Suppose f(z) is a possibly complex valued function of a complex valued function of a complex number z, which satisfies a functional equation of the form [itex]af(z)+bf(\omega ^2 z)=g(z)[/itex] for all z in C, where a and b are some fixed complex numbers and g(z) is some function of z and ω is cube root of unity (ω≠1), then f(z) can be determined uniquely if
a)a+b=0
b)a^2+b^2≠0
c)a^3+b^3≠0
d)a^3+b^3=0

The Attempt at a Solution

If I substitute ω^2z in place of z the equation reduces to
[itex]af(\omega ^2 z) + bf(\omega z) = g(\omega ^2 z)[/itex]

Now if I add both eqns [itex]f(\omega ^2 z)(a+b)+af(z)+bf(\omega z)=g(z)+g(\omega ^2 z) [/itex]

 

[pasmith]

Homework Statement

Suppose f(z) is a possibly complex valued function of a complex valued function of a complex number z, which satisfies a functional equation of the form [itex]af(z)+bf(\omega ^2 z)=g(z)[/itex] for all z in C, where a and b are some fixed complex numbers and g(z) is some function of z and ω is cube root of unity (ω≠1), then f(z) can be determined uniquely if
a)a+b=0
b)a^2+b^2≠0
c)a^3+b^3≠0
d)a^3+b^3=0

The Attempt at a Solution

If I substitute ω^2z in place of z the equation reduces to
[itex]af(\omega ^2 z) + bf(\omega z) = g(\omega ^2 z)[/itex]

Good start.

You have three unknowns [itex]f(z), f(\omega z), f(\omega^2 z)[/itex], so to determine them uniquely you need three equations. You have the original functional equation and the result of substituting [itex]\omega^2 z[/itex] in place of z; can you think of a way to obtain a third equation?

 

[utkarshakash]

Good start.

You have three unknowns [itex]f(z), f(\omega z), f(\omega^2 z)[/itex], so to determine them uniquely you need three equations. You have the original functional equation and the result of substituting [itex]\omega^2 z[/itex] in place of z; can you think of a way to obtain a third equation?

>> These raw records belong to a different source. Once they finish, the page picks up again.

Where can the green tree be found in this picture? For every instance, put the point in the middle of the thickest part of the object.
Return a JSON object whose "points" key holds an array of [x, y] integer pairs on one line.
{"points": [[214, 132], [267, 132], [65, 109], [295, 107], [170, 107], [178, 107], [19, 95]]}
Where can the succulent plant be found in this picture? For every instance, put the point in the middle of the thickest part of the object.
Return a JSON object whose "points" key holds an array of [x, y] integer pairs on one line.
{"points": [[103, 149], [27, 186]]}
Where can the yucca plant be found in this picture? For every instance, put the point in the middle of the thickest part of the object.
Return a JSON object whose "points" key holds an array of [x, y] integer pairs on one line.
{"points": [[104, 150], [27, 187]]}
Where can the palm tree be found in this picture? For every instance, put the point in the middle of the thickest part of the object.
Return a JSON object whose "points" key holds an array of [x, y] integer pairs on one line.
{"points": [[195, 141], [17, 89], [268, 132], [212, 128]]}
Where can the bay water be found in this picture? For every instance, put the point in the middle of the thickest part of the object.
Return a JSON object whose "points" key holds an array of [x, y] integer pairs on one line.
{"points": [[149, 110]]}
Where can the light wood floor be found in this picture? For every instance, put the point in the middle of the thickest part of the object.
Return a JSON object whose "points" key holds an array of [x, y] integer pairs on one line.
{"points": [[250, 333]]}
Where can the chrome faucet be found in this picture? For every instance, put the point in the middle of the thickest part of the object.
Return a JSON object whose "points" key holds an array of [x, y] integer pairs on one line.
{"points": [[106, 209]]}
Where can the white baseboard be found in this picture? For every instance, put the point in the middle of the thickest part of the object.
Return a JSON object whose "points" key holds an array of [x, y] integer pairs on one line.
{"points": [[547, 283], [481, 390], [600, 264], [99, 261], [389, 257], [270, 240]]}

I substituted ωz in place of z.

[itex]af(\omega z) + bf(z) = g(\omega z)[/itex]

Now If I add all the three eqns I get

[itex](a+b)(f(z)+f(\omega z)+f(\omega ^2 z))=g(z)+g(\omega z)+g(\omega ^2 z)[/itex]

 

[pasmith]

I substituted ωz in place of z.

[itex]af(\omega z) + bf(z) = g(\omega z)[/itex]

Now If I add all the three eqns I get

[itex](a+b)(f(z)+f(\omega z)+f(\omega ^2 z))=g(z)+g(\omega z)+g(\omega ^2 z)[/itex]

You have
[tex]
af(z) + bf(\omega^2 z) = g(z) \\
af(\omega z) + bf(z) = g(\omega z) \\
af(\omega^2 z) + bf(\omega z) = g(\omega^2 z)
[/tex]
which is a system of linear simultaneous equations for the unknowns [itex]f(z), f(\omega z), f(\omega^2 z)[/itex]. What condition do [itex]a[/itex] and [itex]b[/itex] have to satisfy for this linear system to have a unique solution?